As the pain stimulus is passed from the peripheral nervous system into the central nervous system, the signal passes through the dorsal root ganglion to a synaptic junction in the substantia gelatinosa located in the dorsal horn of the spinal cord. As the stimulus pushing the pain impulse forward overcomes any opposing or inhibiting forces, the "gate" is opened, allowing the pain impulse to proceed up the spinal cord to the limbic system and brain.
Thie opening of the gate is controlled by a summing of all the forces involved in the conduction of the pain impulse. If the facilitating forces, neural excitability, and pain-facilitating substances, such as substance P, predominate, the pain impulse is passed on. If pain inhibiting forces predominate, the signal is blocked and the gate does not open. If by chance the pain impulse is perceived as potentially life threatening, a reflex arc across the spinal cord will fire, causing an immediate response to protect the affected area (e.g., touching a hot surface causes the body to react by removing the hand from the hot surface). This event can take place before any central processing of the neural signal.
Centrally active pain-facilitating and inhibitory substances include the following:
■ Glutamate—responsible for communication between the peripheral and central nervous systems. Also plays a role in activating the NMDA receptors
■ Dynorphin—an endogenous opioid
■ Beta-endorphin—an endogenous opioid
■ Gamma-aminobutyric acid (GABA) (ASPMN, 2010)
Also performing an inhibitory role are the opioid receptors located both presynaptically and postsynaptically that are available for binding opioid substances, such as morphine, and producing analgesia. Although there are opioid receptors located at other sites in the body, those that are located inside the spinal cord have the most information available about how they function.

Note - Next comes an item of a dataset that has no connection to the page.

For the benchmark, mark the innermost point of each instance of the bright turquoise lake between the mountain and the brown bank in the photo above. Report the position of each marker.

As the pain impulse passes through the dorsal horn, it passes across the spine to the lateral spinothalamic tracts, which then allow the pain impulse to proceed up to the thalamus and limbic system, activating the emotions and memories associated with pain, and then to the cerebral cortex, where the pain impulse or stimulus is recognized as pain. Although this process seems complicated, the body can conduct a pain impulse in only milliseconds.
Within the limbic system, two pain substances, norepinephrine and serotonin, are active. Current drug therapies, such as tricyclic antidepressants and selective serotonin reuptake inhibitors (SSRIs), are aimed at this process and use the substances to reduce the amount of serotonin available to activate neuronal firing at synaptic junctions. The synaptic junctions have such varied functions that they not only are important for producing pain but are also critical sites for reducing pain by controlling the production of pain-facilitating substances and actions.
Once the pain stimulus reaches the cerebral cortex, the afferent pathway is completed. At that time, the efferent nerve fibers are used to pass the neuronal response identified as pain back to the periphery or affected area. Descending nerve fibers from the locus ceruleus and pe-riaqueductal gray matter are activated, and the pain stimulus is passed back down the efferent pathway, where a response to the pain stimulus, such as moving the affected area away from the pain, is produced.
All patients with chronic pain should be assessed for depression and sleep disturbances when they are seen by their regular health care provider. Treating these conditions will help decrease the effects of pain that the patient is experiencing.